Görüldüğü üzere, Aristoteles için ister doğal isterse yapma sonucunda gerçekleşmiş olsun, her varlığa gelişin bir maddesinin ve bir formunun olması zorunludur. Çünkü bu iki neden her varlığa gelişin zorunlu başlangıcıdırlar. Bundan dolayı da, meydana getirilmiş olamazlar. Dolayısıyla, her oluştan öncedirler, çünkü hiç bir oluş onlar olmadan olamaz.

Örneğin tunç veya mermer işlenmemiş madene göre form, heykele göre ise maddedir.

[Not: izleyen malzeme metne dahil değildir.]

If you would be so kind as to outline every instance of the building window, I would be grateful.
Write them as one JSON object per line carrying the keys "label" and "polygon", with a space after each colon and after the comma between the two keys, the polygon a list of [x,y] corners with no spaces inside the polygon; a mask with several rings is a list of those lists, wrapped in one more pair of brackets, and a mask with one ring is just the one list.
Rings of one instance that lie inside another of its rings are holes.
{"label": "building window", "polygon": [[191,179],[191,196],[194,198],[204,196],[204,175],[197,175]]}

Aristoteles'e göre ancak, her şeyin form ve maddesinin olmasının bir tek istisnası vardır, en yüksek varlık, kendi deyimiyle, "zorunlu olarak ezeli ve ebedi hareketsiz töz" olan tanrı. Tanrı saf formdur, maddesizdir, başka bir deyişle "duyusal şeylerden ayrı bir varlık"tır. Böyle bir tözün hiçbir büyüklüğe ve parçaya sahip olamayacağı ve dolayısıyla da bölünemez olduğu, aynı zamanda uzamsallığının bulunmadığı ve etkiden de arınık olacağı açıktır. Bu nedenle tanrı en yüksek varlık, mutlak mükemmelliktir. Ondan daha üst düzeye geçişi sağlayan madde yoktur. Ezeli ve ebedi olarak fiil halinde olan varlık, eşyanın hem devindiricisi ve doğurucu nedeni, hem formu, hem de amacıdır. Kendisi devinimsiz olup devindiricidir.

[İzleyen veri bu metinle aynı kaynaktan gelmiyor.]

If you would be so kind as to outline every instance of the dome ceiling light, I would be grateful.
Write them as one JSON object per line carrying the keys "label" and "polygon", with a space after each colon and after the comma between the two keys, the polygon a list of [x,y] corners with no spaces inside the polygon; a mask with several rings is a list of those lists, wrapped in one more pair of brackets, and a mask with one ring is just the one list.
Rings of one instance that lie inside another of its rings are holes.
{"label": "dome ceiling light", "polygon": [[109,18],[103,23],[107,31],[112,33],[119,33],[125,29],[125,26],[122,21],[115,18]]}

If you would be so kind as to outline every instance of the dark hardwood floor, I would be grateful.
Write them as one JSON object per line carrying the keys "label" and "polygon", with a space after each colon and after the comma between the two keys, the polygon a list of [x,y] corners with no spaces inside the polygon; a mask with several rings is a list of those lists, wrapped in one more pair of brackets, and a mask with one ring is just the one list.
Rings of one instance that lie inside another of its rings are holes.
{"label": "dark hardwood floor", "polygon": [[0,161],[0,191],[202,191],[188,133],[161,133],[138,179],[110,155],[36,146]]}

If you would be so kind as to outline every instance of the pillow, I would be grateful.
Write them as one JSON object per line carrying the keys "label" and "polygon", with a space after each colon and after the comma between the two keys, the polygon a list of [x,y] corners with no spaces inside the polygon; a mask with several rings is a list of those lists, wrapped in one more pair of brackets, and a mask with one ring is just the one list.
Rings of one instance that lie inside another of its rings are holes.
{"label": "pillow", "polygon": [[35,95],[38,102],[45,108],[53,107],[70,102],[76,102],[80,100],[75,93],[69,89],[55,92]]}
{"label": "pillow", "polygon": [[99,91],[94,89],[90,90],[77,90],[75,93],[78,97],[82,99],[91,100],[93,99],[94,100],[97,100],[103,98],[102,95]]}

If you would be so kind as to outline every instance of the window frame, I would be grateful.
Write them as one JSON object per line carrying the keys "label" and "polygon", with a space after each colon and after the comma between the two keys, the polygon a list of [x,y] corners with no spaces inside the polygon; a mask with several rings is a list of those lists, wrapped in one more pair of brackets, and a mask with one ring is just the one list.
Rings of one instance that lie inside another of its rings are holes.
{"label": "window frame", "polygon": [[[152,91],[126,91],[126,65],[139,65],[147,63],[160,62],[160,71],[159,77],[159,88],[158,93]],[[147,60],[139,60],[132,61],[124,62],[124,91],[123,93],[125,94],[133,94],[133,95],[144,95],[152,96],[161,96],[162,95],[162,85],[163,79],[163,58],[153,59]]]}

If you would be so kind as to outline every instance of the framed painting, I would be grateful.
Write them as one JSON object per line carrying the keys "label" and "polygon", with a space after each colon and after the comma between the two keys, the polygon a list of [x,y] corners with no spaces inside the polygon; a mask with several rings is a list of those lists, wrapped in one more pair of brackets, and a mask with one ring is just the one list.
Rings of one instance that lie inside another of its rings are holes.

Aristoteles'e göre bu ilk devindirici, nedensellik ilkesinin bir sonucudur. Her devinim, devinen şeyin varlığından başka, bir de devindiricinin bulunmasını gerektirir. Bu devindirici de devinimini başka devindiriciden ahr. Böylece sonsuza kadar giden nedenler dizisi bulunmadığı için, zorunlu olarak bir devindiricide durmak gerekir. Bu ilk devindirici ebedi bir devinimle sonsuz zaman boyunca devindirir. Öyleyse şu açık: o bölünemez, parçası yoktur, hiçbir büyüklük taşımaz.

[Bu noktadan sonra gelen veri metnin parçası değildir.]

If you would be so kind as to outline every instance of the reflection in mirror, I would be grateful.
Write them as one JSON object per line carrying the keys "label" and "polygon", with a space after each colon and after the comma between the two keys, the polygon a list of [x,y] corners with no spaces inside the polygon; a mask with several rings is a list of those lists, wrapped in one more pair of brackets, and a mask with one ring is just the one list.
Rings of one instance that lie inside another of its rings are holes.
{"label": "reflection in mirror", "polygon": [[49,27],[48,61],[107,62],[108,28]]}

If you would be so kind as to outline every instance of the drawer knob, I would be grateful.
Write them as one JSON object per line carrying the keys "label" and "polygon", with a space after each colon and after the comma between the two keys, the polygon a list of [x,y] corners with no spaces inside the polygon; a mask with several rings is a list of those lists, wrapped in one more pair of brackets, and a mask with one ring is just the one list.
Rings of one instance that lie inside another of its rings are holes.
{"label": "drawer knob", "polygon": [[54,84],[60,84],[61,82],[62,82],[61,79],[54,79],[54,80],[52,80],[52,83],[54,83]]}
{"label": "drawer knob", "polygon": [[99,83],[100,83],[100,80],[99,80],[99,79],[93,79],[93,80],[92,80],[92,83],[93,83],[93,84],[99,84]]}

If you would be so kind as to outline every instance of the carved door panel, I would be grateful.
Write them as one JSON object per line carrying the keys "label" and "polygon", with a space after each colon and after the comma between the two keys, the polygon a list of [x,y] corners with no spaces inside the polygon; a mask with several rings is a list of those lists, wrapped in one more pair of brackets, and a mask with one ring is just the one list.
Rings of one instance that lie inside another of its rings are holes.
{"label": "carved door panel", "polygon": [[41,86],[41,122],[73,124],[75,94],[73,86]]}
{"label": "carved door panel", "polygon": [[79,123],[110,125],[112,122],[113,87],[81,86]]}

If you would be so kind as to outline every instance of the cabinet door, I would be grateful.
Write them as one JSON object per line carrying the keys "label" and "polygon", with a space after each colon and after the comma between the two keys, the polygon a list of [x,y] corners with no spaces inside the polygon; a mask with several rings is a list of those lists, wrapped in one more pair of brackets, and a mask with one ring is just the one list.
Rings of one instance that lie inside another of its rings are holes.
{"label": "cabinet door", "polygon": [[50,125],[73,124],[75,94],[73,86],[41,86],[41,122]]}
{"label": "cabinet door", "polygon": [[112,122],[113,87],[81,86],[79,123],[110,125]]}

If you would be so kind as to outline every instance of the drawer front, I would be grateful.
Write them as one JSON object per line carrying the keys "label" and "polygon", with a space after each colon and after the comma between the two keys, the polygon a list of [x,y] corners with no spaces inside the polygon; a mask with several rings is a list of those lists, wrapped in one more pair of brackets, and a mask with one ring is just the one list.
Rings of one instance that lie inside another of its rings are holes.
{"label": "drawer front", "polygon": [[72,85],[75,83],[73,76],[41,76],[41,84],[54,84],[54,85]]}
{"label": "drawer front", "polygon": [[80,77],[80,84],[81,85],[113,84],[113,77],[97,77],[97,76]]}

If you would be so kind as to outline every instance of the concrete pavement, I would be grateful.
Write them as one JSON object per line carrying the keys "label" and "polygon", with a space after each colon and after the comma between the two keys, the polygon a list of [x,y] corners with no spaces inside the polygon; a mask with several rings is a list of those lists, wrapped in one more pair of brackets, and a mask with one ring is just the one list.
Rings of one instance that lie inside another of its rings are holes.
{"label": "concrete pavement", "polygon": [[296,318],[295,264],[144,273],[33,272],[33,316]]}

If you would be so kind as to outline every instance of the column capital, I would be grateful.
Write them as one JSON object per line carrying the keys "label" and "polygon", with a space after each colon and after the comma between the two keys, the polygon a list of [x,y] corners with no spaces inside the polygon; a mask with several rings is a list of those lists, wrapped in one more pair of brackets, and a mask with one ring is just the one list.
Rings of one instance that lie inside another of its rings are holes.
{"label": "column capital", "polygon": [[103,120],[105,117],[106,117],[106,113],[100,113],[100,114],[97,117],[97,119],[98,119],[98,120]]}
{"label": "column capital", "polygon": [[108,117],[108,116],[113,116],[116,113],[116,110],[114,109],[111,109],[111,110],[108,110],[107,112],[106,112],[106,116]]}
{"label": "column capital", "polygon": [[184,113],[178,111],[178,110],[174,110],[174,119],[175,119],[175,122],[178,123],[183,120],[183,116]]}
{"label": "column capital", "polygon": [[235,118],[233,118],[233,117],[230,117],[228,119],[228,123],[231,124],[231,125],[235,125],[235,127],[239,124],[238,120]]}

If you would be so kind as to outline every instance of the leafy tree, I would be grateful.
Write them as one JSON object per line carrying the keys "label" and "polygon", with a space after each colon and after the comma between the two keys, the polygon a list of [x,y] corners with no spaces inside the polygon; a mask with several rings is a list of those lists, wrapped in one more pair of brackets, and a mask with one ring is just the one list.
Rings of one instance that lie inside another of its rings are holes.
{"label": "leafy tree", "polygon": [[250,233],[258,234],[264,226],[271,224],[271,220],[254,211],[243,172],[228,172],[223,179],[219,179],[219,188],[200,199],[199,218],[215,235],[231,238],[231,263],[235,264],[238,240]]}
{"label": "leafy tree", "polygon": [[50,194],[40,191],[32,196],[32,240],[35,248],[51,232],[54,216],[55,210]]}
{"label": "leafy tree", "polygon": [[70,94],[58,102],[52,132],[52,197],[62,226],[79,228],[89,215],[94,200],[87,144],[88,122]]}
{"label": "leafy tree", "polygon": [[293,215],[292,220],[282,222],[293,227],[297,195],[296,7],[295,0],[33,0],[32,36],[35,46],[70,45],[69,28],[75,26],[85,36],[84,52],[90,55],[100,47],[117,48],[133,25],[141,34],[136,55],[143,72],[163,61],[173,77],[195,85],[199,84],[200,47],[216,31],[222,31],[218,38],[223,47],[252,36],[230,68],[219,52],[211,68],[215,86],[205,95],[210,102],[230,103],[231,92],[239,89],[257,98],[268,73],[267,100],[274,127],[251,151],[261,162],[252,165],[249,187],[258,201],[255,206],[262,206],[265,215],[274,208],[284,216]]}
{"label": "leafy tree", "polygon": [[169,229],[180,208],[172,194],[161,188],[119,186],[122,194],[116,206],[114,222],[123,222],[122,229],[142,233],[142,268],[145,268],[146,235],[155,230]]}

Tanrı Aristoteles'in bu dört nedensellik ilkesinden sadece erekten nedenin, bazılarının nihai neden dediği nedenin, bir gerekliliği değil dört nedensellik kategorisinden dördünün de bir gerekliliğidir.

Not: Bu yazıyı bir daha Aristotales'in felsefesi ile alakadar kısmı baştan yazmak yerine http://dusundurensozler.b...fizik-felsefes-devam.html adresindeki yazıdan belli parçaları alıp düzenleyerek derledim. Okuyanlara o yazıyı da okumalarını tavsiye ederim.

Bu girinin üzerine söylenmesi olası sözlere verilebilecek cevaplar:

Birinci olarak "tut ki 'tanrı' var, peygamber gönderdiği, kitap indirdiği nereden malum? belki de hiç bulaşmak istememiştir insanların işlerine.. belki de bir bilinci yoktur... "tanrı" dediğin ne? özellikleri neler?" diyenler olabilir. Şu anki konumuz dinler veyahut Tanrı'nın sıfatları değil Tanrı'nın olup olmadığı. Bu konuyu açık seçik bir şekilde küçük bir çocuğun dahi anlayabileceği ispatlardan birini paylaştım.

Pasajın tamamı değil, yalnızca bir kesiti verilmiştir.